A new paper on how assassin bugs play on the web strings of spiders to lure them to their untimely end got a lot of publicity this week for good reason: "aggressive mimicry," in which a predator imitates something (for example, prey or a potential mate) that its prey is instinctively primed to approach, is intriguing on a number of counts. The paper, by Anne Wignall and Phillip Taylor of Macquarie University in Australia, details experiments they conducted to discover how the araneophagic Stenolemus bituberus tricks spiders into coming along the web to have a closer look. Mark Kinver at the BBC, Duncan Geere at Wired Science, and Jennifer Viegas at Discovery News all have good summaries.

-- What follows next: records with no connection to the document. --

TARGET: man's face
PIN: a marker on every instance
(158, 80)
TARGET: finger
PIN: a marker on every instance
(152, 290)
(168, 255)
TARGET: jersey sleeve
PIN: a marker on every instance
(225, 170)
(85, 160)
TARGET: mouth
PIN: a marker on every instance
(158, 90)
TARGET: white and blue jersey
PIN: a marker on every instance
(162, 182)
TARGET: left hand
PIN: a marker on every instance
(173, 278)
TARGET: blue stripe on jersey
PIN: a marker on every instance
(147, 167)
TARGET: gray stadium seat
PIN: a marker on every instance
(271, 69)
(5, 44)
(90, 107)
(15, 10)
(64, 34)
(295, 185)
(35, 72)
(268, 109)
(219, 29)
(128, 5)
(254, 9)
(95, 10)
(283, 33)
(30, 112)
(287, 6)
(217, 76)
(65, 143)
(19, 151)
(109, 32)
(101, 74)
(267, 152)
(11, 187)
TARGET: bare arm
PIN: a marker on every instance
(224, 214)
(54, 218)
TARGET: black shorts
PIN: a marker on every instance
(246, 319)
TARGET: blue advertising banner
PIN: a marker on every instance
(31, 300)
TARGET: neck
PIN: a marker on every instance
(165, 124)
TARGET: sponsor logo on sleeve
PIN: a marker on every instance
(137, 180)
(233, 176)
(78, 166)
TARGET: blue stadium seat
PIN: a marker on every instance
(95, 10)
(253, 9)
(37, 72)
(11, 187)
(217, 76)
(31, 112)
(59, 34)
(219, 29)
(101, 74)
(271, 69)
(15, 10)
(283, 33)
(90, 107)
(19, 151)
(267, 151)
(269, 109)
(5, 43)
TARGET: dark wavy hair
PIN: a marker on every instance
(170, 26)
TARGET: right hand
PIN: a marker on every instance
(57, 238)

But these summaries all focus on the assassin bug and its remarkably skillful underhandedness. I can't help but focus on the spider. (And I can't tell whether this is entirely due to my immersion in Spider Silk or also, I suspect, to reading The Wide Sargasso Sea and seeing Rosencrantz and Guildenstern Are Dead at a particularly impressionable age.) Wignall and Taylor's experiments show that there are measurable differences between the vibrations set off by vinegar flies or aphids (the regular prey of the spider they were testing) caught in a web, by debris falling into a web, and by male spiders performing courting behaviors on a web. In addition, there are differences between the vibrations produced by flies or aphids that have just hit the web and those produced by flies and aphids that have exhausted themselves in their struggle with the web. These experiments confirm that spiders are exquisitely sensitive to movement on their webs. They don't just rush toward the source of any old vibration, assuming it means food. Instead, Wignall and Taylor showed that the spiders in their experiments discriminated beween these vibrations and responded accordingly. Debris hitting the web: the spiders sat still. Courting male on the web: the female spiders assumed a come-hither stance. Prey struggling in the web: the spiders faced their prey and approached it bit by bit. Spiders are capable of turning the tables on assassin bugs by rushing them and getting their fangs in before the assassin bug can attack. But they hardly ever do. Unfortunately for spiders lured by assassin bugs, as you can see in the video below, a bit-by-bit approach is fatal.

As far as I know Wignall and Taylor are behavioral and evolutionary biologists, with no pretensions to cinema. But I find this film of theirs, reminiscent of Indonesian shadow plays, hauntingly Shakespearean.